Drawing movement Part 1

After a long break away from the drawing board, I decided to spend the month of August exploring movement as a way to spark some new work for later this year. My intention was to examine movement in the figure, in wood, water and other elements, in order to feed that fluidity into new tree inspired pieces.

‘Rapids’ Charcoal on paper

Many people have commented that my work reminds them of dancers, or human or animal figures, so I felt it was a good time to explore this more deeply and in a more intentional way. When I’m drawing trees I’m always looking for movement, even though the trees move too slowly for me to see I know they are always in motion.

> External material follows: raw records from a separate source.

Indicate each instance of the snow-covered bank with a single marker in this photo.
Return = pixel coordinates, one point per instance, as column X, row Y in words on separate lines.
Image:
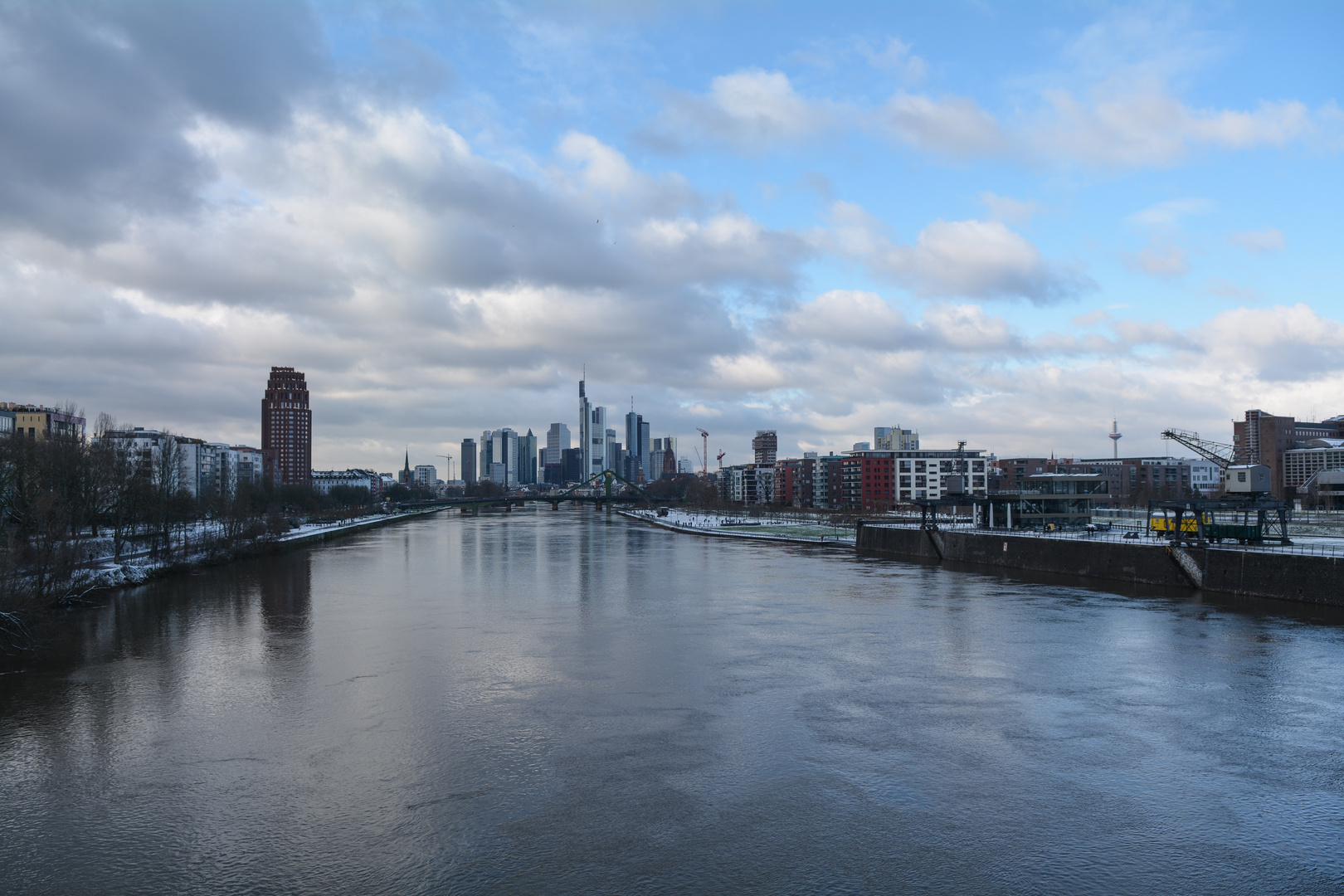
column 737, row 527
column 110, row 574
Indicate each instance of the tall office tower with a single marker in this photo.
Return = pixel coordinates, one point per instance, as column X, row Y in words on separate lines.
column 487, row 455
column 585, row 427
column 500, row 455
column 286, row 427
column 572, row 465
column 597, row 441
column 765, row 446
column 527, row 458
column 468, row 461
column 557, row 440
column 645, row 446
column 633, row 446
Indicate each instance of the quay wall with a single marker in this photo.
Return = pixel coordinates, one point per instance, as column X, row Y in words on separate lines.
column 1283, row 577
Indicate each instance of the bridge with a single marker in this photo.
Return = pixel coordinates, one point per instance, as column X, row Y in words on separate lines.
column 609, row 477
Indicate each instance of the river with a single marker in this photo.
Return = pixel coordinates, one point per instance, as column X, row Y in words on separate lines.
column 565, row 703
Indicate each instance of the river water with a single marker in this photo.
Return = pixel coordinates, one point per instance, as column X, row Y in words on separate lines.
column 559, row 703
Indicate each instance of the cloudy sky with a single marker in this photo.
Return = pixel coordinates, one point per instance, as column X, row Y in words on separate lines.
column 995, row 222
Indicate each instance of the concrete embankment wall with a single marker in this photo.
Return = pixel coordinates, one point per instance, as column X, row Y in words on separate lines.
column 1283, row 577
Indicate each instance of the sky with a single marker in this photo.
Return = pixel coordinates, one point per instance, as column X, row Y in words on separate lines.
column 997, row 222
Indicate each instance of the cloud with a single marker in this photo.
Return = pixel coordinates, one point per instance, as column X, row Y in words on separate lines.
column 95, row 99
column 747, row 110
column 895, row 56
column 957, row 260
column 1259, row 241
column 1142, row 125
column 1168, row 214
column 953, row 125
column 1160, row 258
column 1011, row 212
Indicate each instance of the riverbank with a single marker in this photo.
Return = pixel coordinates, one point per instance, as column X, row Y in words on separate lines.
column 758, row 529
column 113, row 574
column 1220, row 570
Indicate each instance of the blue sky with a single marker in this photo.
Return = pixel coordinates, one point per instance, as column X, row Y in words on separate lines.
column 996, row 222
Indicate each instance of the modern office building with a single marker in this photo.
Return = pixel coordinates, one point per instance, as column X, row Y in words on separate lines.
column 500, row 457
column 527, row 458
column 286, row 427
column 557, row 440
column 1265, row 438
column 572, row 465
column 765, row 446
column 468, row 461
column 635, row 449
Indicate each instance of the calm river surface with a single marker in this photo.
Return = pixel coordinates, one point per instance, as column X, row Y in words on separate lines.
column 553, row 703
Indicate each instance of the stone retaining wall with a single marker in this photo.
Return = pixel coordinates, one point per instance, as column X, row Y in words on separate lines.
column 1283, row 577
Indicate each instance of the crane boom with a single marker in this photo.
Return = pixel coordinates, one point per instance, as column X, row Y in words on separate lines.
column 1216, row 451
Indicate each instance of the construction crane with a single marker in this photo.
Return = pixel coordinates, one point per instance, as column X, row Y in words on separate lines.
column 1216, row 451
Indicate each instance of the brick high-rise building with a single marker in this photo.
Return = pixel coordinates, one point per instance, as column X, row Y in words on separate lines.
column 286, row 429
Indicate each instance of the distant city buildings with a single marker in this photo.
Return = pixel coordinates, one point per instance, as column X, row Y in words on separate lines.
column 286, row 427
column 765, row 446
column 39, row 422
column 327, row 480
column 1265, row 438
column 557, row 441
column 468, row 461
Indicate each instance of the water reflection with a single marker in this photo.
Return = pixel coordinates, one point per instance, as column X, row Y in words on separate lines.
column 554, row 702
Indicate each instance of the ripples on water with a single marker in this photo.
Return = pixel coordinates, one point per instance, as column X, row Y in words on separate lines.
column 546, row 703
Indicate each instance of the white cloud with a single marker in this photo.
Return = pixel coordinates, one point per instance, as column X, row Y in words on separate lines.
column 953, row 125
column 1125, row 125
column 958, row 258
column 747, row 110
column 895, row 56
column 1011, row 212
column 1259, row 241
column 1160, row 258
column 1168, row 214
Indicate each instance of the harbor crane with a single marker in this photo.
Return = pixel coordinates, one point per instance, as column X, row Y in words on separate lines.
column 1222, row 455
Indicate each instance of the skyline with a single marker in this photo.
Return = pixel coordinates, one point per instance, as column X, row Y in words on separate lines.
column 1001, row 226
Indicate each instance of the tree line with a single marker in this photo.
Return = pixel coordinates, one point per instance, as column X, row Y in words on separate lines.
column 69, row 500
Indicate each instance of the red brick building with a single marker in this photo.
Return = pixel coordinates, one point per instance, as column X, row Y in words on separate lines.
column 286, row 429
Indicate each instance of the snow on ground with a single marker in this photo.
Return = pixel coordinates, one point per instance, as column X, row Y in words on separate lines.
column 791, row 527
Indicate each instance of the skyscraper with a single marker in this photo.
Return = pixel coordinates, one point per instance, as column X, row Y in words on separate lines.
column 527, row 458
column 597, row 440
column 585, row 427
column 286, row 427
column 557, row 440
column 468, row 461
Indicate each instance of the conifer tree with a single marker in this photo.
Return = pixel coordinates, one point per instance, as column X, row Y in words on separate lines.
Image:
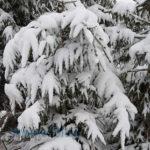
column 61, row 72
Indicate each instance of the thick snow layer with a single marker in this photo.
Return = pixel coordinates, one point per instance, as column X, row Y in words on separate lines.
column 29, row 120
column 49, row 84
column 120, row 32
column 142, row 47
column 109, row 86
column 14, row 96
column 89, row 120
column 61, row 143
column 100, row 14
column 124, row 6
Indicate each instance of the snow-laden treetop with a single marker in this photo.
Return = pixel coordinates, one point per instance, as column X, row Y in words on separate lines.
column 65, row 56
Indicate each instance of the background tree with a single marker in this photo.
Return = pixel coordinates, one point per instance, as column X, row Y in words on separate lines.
column 63, row 69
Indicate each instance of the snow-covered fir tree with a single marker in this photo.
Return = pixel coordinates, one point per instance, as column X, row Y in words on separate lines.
column 64, row 71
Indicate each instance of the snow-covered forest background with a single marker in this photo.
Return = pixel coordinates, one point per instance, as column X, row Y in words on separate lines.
column 74, row 74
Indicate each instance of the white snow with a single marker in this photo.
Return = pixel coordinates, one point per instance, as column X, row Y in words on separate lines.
column 61, row 143
column 29, row 120
column 124, row 6
column 142, row 47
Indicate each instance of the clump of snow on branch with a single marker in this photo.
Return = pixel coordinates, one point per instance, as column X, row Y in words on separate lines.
column 124, row 6
column 89, row 120
column 29, row 120
column 120, row 32
column 110, row 87
column 61, row 143
column 142, row 47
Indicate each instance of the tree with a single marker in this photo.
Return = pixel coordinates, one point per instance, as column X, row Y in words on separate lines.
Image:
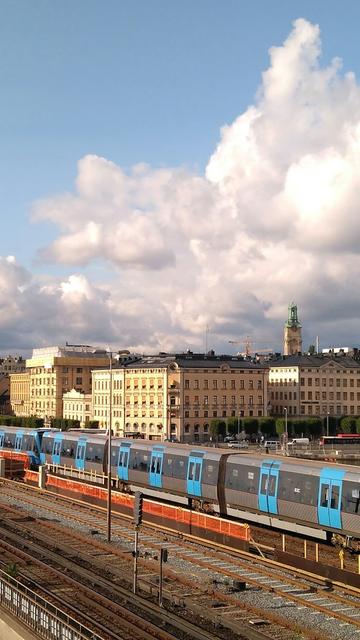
column 348, row 424
column 217, row 428
column 267, row 425
column 234, row 425
column 250, row 425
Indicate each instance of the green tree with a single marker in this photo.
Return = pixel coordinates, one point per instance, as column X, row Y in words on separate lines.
column 348, row 424
column 250, row 426
column 217, row 428
column 267, row 425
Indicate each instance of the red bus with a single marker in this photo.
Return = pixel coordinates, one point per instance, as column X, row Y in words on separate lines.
column 341, row 439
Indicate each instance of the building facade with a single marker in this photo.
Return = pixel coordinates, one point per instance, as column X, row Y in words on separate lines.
column 54, row 371
column 177, row 396
column 77, row 406
column 317, row 385
column 20, row 394
column 292, row 332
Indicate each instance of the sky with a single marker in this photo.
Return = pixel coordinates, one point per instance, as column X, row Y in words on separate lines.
column 174, row 174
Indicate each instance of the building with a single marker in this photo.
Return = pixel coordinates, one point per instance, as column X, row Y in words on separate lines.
column 54, row 371
column 177, row 396
column 317, row 385
column 77, row 406
column 5, row 407
column 11, row 364
column 292, row 332
column 20, row 393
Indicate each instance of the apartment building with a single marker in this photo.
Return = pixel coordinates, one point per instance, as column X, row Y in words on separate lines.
column 11, row 364
column 317, row 385
column 20, row 393
column 177, row 396
column 54, row 371
column 77, row 406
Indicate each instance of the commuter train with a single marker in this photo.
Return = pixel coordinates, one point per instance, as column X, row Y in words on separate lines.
column 313, row 498
column 22, row 441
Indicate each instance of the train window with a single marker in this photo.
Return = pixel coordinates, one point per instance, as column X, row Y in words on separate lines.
column 94, row 452
column 264, row 481
column 48, row 445
column 296, row 487
column 272, row 485
column 335, row 497
column 242, row 478
column 139, row 460
column 68, row 448
column 351, row 497
column 197, row 471
column 324, row 495
column 210, row 472
column 191, row 471
column 9, row 440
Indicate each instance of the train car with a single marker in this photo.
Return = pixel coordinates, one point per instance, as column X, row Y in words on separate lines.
column 180, row 472
column 72, row 449
column 305, row 497
column 22, row 441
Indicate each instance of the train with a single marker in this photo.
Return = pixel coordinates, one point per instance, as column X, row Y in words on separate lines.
column 307, row 497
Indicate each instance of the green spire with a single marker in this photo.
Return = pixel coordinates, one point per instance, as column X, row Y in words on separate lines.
column 292, row 320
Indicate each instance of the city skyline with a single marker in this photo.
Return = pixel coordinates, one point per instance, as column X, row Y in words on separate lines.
column 157, row 222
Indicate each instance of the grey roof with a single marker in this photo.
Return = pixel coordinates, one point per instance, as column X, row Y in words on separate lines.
column 193, row 361
column 317, row 360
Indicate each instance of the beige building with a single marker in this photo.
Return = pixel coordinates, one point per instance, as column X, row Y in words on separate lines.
column 54, row 371
column 177, row 396
column 317, row 385
column 12, row 364
column 292, row 332
column 77, row 406
column 20, row 393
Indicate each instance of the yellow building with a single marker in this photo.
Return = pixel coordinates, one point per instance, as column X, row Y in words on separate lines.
column 54, row 371
column 20, row 393
column 177, row 396
column 77, row 406
column 318, row 385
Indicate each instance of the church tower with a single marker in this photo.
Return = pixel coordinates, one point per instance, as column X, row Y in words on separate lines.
column 292, row 332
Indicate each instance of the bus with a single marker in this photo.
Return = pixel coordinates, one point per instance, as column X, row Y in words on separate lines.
column 340, row 440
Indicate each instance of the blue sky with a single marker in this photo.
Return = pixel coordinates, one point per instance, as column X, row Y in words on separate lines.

A framework for studies in movement

To give this idea some structure, I created a studio project for myself with quite definite boundaries. I know from my experience of sustaining a studio practice that this is a helpful way to get back into the flow of making after a break.

My rules were:

  • Fill a basic A4 40 page softcover sketchbook (I bought a class pack of 10 from Dryad educational supplies where I get my workshop materials from).
  • Work fast and focus on the process not the product. Spend no more than 20 minutes on one drawing.
  • Suspend judgement or critique until the book is filled, then review and decide direction for the next one.
  • Dry media only, to allow for rapid working without drying time. I used graphite sticks and blocks, charcoal, conté and sanguine pencils, putty erasers and kitchen roll cloths. Pages we lightly fixed with spray fixative.
  • Work from video, photo and sketch sources only. This included some live online life modelling sessions, some recorded and lots of trawling my own photo and sketchbook archive. (This way I removed two major distractions – searching woodland for new trees and the internet for images!)
  • The drawings are for creative development only, not for sale or showing.

I began with lots of super-quick life model poses focusing on the gesture, capturing brief moments of pause amid movement.

These dynamic poses by @mariano_modelovivo are such a joy to draw. He’s a superb life model – check him out if drawing bodies is your thing. He did 2 sessions for London Drawing which I attended live in 2020 and I’ve bought the recordings so I can keep going back to them.

From the first week of the project I observed how quickly my drawings changed in response to the subject and how satisfying it is to make a LOT of drawings you don’t have to care about – very energising!